I didn’t have to wait long: the next attack rolled around like clockwork about a month later. Of course, I still did the typical migraineur thing of trying to tell myself that what was obviously a migraine was not actually a migraine. I denied reality for two hours, (pain severity: 6) before finally, FINALLY opening the box and swallowing a pill. And then I had to do everything possible to distract myself from my rising panic as I wondered what the drug would do to me.
What it did was this: An hour after the first pill, I felt kind of “floaty” and the headache pain had abated to a 4 (bad but tolerable—I could sit and sort of watch TV). I took a second dose two hours after the first. And three hours later, the headache was gone. Just…gone. No side effects, no lingering pain. As if it had never been there in the first place.

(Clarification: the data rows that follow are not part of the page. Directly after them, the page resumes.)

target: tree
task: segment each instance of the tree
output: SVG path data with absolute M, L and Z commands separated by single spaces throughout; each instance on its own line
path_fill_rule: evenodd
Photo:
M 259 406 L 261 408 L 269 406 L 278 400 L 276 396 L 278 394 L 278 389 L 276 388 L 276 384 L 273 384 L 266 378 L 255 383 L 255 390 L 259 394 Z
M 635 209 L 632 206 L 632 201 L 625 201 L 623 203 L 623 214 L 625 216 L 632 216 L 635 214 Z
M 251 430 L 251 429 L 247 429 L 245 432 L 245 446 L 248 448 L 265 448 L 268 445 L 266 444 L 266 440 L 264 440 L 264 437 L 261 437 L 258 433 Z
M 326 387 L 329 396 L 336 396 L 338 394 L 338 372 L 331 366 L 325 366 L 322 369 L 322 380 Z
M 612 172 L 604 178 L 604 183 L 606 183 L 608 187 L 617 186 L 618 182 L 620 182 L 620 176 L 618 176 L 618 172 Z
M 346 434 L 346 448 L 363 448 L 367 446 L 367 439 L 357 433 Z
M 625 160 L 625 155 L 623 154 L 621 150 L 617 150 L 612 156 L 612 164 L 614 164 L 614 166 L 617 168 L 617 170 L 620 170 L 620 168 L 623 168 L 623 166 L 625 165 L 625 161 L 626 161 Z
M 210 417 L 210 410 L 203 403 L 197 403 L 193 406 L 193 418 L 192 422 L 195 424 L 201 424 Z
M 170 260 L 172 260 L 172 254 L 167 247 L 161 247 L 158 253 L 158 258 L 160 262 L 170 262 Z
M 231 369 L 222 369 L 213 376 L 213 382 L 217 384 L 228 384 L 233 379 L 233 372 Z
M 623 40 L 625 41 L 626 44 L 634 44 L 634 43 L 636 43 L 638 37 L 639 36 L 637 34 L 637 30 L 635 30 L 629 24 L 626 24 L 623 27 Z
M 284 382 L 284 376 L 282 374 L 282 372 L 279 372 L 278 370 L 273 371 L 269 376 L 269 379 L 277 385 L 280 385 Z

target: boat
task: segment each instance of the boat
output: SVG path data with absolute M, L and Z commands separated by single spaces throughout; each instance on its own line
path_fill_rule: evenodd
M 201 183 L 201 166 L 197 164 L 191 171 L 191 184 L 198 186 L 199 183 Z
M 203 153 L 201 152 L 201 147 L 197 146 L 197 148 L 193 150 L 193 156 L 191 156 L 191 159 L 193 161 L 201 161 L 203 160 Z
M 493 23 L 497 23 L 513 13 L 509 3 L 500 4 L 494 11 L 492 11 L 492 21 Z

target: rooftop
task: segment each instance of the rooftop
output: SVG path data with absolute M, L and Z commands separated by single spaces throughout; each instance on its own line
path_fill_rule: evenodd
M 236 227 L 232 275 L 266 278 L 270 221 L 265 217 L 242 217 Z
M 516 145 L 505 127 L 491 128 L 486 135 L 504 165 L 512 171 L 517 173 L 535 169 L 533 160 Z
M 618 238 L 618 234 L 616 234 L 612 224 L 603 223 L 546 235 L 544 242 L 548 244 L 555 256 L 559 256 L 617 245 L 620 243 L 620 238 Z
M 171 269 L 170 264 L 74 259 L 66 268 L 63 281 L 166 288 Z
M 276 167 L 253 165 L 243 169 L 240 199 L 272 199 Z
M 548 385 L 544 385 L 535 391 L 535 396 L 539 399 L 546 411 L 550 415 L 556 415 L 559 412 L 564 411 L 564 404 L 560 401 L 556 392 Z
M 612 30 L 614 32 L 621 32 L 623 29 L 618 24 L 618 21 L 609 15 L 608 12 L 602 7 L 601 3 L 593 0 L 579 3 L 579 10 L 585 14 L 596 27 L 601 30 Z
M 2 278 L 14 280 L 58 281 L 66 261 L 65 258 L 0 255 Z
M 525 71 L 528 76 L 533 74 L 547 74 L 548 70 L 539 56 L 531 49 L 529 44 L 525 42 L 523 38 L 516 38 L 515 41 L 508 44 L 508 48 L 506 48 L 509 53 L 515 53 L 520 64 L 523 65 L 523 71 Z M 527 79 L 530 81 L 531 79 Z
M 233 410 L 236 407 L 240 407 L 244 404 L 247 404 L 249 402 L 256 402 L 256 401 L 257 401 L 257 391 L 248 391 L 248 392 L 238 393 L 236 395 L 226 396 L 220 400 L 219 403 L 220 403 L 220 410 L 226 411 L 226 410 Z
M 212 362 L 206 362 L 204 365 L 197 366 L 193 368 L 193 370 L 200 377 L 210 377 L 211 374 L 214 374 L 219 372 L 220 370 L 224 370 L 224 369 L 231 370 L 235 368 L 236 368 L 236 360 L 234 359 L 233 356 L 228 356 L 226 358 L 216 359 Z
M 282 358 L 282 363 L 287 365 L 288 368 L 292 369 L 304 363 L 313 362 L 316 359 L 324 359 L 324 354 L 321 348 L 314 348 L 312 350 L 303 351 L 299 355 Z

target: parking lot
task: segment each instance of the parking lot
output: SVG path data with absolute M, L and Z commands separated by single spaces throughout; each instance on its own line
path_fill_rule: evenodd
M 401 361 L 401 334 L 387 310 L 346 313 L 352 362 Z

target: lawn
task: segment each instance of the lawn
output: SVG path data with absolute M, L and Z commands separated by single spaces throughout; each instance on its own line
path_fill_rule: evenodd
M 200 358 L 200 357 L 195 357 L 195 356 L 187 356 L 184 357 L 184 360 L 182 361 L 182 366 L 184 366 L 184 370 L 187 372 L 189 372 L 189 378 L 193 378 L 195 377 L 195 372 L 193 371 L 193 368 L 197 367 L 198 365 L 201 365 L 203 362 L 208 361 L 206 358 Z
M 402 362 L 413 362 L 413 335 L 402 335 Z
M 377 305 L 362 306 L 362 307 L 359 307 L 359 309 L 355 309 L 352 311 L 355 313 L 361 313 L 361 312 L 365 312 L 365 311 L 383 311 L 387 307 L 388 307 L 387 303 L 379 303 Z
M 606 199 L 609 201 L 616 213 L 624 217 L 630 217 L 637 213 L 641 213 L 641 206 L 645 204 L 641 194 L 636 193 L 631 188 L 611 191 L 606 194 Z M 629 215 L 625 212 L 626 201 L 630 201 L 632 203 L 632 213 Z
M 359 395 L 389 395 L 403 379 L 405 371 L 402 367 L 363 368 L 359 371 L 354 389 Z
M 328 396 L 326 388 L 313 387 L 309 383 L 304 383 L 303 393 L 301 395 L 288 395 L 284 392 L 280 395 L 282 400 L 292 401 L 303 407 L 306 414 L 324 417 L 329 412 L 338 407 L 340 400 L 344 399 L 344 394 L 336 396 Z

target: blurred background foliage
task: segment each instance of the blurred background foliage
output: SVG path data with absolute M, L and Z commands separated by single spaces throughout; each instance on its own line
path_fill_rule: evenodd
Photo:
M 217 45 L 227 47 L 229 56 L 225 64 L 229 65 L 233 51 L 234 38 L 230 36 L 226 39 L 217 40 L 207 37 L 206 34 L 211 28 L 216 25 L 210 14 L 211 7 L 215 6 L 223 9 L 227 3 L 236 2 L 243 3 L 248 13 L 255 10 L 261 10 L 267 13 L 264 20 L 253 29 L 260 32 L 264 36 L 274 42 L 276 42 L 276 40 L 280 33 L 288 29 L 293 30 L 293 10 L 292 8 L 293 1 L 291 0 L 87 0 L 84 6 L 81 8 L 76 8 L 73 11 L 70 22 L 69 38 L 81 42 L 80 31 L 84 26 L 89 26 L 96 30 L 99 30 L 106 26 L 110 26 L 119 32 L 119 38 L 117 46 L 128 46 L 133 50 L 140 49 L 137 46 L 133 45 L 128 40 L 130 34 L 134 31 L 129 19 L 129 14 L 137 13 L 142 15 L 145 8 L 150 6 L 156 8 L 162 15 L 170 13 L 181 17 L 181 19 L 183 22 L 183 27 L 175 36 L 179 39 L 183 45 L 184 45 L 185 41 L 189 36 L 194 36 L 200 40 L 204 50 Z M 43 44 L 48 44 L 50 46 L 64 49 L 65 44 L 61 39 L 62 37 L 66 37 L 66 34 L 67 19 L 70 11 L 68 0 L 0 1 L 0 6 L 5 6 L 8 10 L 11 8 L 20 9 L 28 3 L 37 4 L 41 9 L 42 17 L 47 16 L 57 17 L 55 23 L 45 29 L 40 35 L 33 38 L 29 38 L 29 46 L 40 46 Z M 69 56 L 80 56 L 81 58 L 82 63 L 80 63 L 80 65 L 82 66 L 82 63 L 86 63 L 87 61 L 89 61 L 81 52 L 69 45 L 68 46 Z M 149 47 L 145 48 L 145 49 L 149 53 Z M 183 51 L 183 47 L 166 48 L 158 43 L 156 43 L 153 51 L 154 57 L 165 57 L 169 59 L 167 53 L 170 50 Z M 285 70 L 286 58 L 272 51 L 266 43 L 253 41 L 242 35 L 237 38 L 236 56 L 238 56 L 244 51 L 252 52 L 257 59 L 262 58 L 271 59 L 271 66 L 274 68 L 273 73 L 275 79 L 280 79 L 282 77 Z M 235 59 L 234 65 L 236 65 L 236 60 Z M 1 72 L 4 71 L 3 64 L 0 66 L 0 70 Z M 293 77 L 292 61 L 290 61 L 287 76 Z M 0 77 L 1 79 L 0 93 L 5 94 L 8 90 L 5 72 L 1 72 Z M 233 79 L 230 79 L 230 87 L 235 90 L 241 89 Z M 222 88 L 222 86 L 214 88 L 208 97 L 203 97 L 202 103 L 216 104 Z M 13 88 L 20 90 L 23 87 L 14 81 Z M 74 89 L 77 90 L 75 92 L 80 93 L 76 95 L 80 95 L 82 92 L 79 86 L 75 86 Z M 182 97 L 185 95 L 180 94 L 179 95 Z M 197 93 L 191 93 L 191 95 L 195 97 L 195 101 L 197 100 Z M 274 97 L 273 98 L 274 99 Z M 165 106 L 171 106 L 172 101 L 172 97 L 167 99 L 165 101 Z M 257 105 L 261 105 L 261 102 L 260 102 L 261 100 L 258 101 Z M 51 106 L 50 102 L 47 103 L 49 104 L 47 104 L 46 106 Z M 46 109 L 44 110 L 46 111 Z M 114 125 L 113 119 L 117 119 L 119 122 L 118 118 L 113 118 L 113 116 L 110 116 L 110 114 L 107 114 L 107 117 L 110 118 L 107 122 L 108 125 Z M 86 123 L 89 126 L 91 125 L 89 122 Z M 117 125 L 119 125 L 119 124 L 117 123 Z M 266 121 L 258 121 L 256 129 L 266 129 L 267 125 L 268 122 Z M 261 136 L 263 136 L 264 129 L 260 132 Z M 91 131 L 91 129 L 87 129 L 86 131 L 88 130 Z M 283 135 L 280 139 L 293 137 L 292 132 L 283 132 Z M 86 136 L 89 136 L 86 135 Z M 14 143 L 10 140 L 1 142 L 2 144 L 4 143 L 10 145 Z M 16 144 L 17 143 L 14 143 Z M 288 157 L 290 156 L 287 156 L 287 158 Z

Reader, I cried. I cried for myself and all the months and years of unnecessary pain, and I cried with relief because the seemingly impossible had happened: I overcame my fear, took a pill, and my migraine went away.
I’ve had 13 migraine headaches since then, and they’ve all responded well to the eletriptan. I’ve only reached a 7 on the pain scale once since starting the meds, and that was because I waited way too long to take my first pill. Otherwise my attacks have averaged about a 4 and have only lasted a few hours altogether. My headaches are finally manageable, and I no longer live in constant dread of an attack.
That’s not to say I don’t still worry about getting migraine attacks, because aside from the headache, they just make me feel physically and mentally awful for a while. And every single time I take an eletriptan I think “maybe this time it won’t work”—but so far, it continues to work. So it is not an exaggeration to say that eletriptan has changed my life. I realize this makes me very, very lucky. Triptans don’t help everyone, and some people can’t take them at all because of other health issues. Sometimes they do stop working and you have try a different treatment. They’re not a cure-all, and they’re not preventative, and they do have their potential downsides. But this particular triptan has eased a major burden in my life, and it’s given me some sense of control.
I regret that it took me so long to come around to trying it, but I’m also thankful for every hour of pain and misery that it’s spared me. I still have to put up with my migraine brain, but at least I understand it more now. And by extension, I understand myself more now. I am not my migraine, but my migraine is part of me, and I’m finally learning how to live with it.